Старик долго болел, и, когда он вернулся, Эльвира не узнала его. Седины заметно убавилось — возможно потому, что он сбрил бороду и остригся, — морщины расправились, черты лица приобрели ясность и гармонию. Он стал удивительно схож с портретами итальянского Возрождения — та же одухотворенность глаз, смелость и решительность позы, благородство жестов. Единственное, чего ему не хватало, — это старинное платье и шпага на перевязи, в остальном он выглядел как вельможа, погруженный не во внешние заботы, но в глубину мыслей и чувств. Теперь как никогда он соответствовал своему прозвищу — алхимик. Он перестал обращать внимание на мраморную красавицу, но все чаще взгляд его останавливался на Эльвире. Он мог показаться дерзким, но балерина не могла обижаться. В нем не было и тени порочного сластолюбия. Какое-то тайное страдание порой заволакивало его глаза, но свет их не мерк, а разгорался сдержанным мужеством. И вот однажды утром фигура Джульетты оказалась расколотой на куски. Можно было не спрашивать, чьих рук это дело. Хранитель не задавал вопросов и не давал объяснений. Вместо этого он принес в замок глину и мрамор.

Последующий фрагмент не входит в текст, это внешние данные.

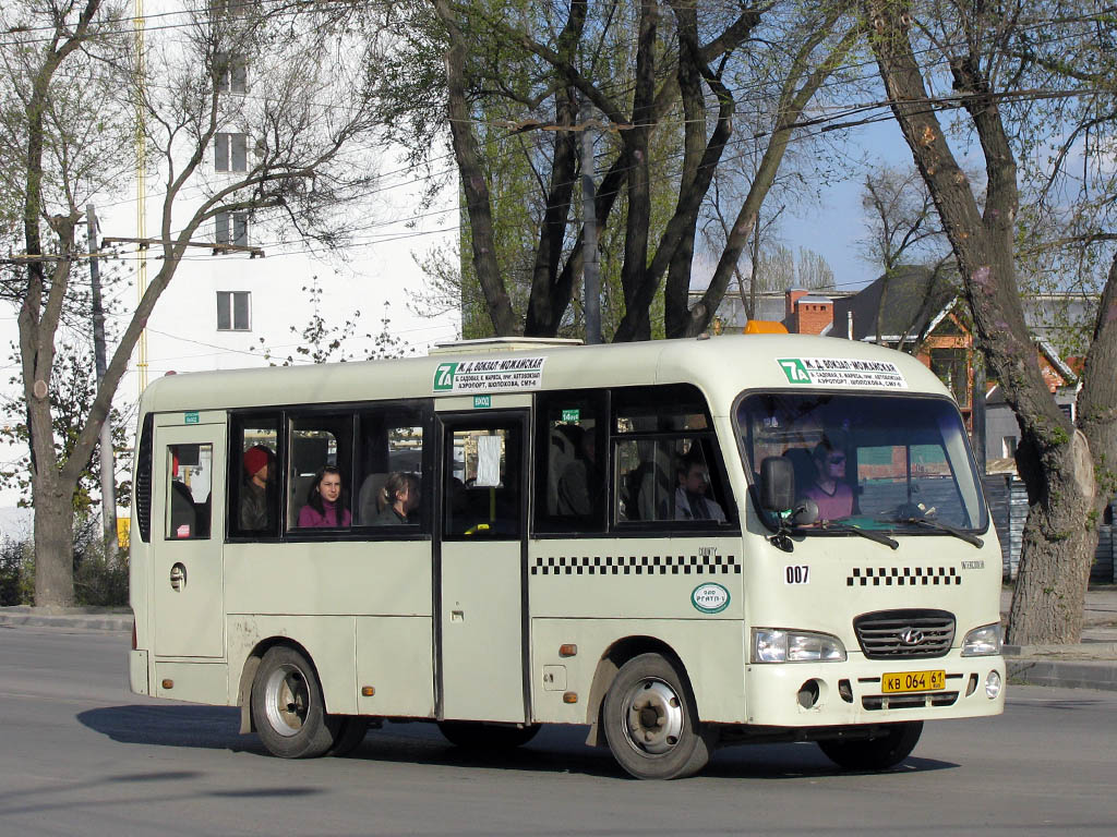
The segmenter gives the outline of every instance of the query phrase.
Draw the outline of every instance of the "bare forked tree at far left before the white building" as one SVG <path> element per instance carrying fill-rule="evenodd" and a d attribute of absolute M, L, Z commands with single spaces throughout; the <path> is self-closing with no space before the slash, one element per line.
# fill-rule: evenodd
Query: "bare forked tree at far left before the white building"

— Я создам вторую Джульетту, если ты согласишься мне позировать, — сказал он Эльвире. Она смешалась, но, взглянув на Ромео, неожиданно для себя кивнула.

И прошел год. Хранитель лихорадочно работал, забывая о времени и усталости. Он почти не выходил из замка, питаясь хлебом и водой. Эльвира долгими часами застывала в неподвижности, одалживая терпенье у скульптур. Однако душа ее не выносила бездействия, и, глядя на хранителя, девушка напрягала все свое воображение, чтобы придать ему сходство с Ромео, стоявшим за его спиной.

Наконец работа была готова. Мраморная Эльвира поднялась достойной парой Ромео. Хранитель в восхищении отбросил резец и молоток:

— Кажется, я сотворил самое большое волшебство в своей жизни!

Балерина улыбнулась ему. Ее плен кончился. Сколько тайных слез отчаяния, восторгов и грез пережила она за это время. Теперь пришло освобождение.

— Я тоже сотворила то, чего не ожидала, — проговорила она.

Она взяла его за руку и подвела к зеркалу, в которое он не заглядывал весь год работы. Рядом с Эльвирой стоял юный прекрасный Ромео во плоти.

Они вместе покинули замок. На скульптуре новой Джульетты стояло имя Алхимика, но и на фигуре Ромео была также высечена его подпись.